More pedestrians struck by cars while wearing headphones
If it sometimes seems like plugged-in New Yorkers are oblivious to their surroundings, it’s because these days, more of them are.
A study released Monday reports that more people nationwide are being hit while wearing headphones, and many did not notice any horn honking before the accident.
The report, published in the Injury Prevention journal, reports that accidents involving people hit while wearing earbuds tripled since 2004.
The authors of the report called distraction by electronic devices “inattentional blindness,” and said it “reduces mental resource allocation, or attention, to outside stimuli.”
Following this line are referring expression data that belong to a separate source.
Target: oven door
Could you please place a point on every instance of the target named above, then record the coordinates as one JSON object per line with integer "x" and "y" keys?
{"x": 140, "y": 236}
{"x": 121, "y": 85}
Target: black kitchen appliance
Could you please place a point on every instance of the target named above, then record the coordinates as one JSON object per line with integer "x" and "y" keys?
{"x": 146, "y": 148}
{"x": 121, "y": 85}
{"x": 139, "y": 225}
The authors say that in pedestrian incidents, headphones can create environmental isolation, or block out the ability to hear surrounding sounds — like a car horn. The distraction of electronics like an iPod both disrupts the brain’s ability to interpret auditory details and creates a distraction, such as looking down to program in a new song.
Statistics show the number of people injured or killed while blinded to their surroundings by headphones has tripled in the past six years, from 16 deaths across the country in 2004 to 47 deaths in 2010.
The median age of victims was 21, and 67 percent of those hit were younger than 30, according to the report.
Of 116 collisions nationwide in 2010, 81 were fatalities. Trains hit people in 64 percent of incidences, and cars hit them 32 percent of the time.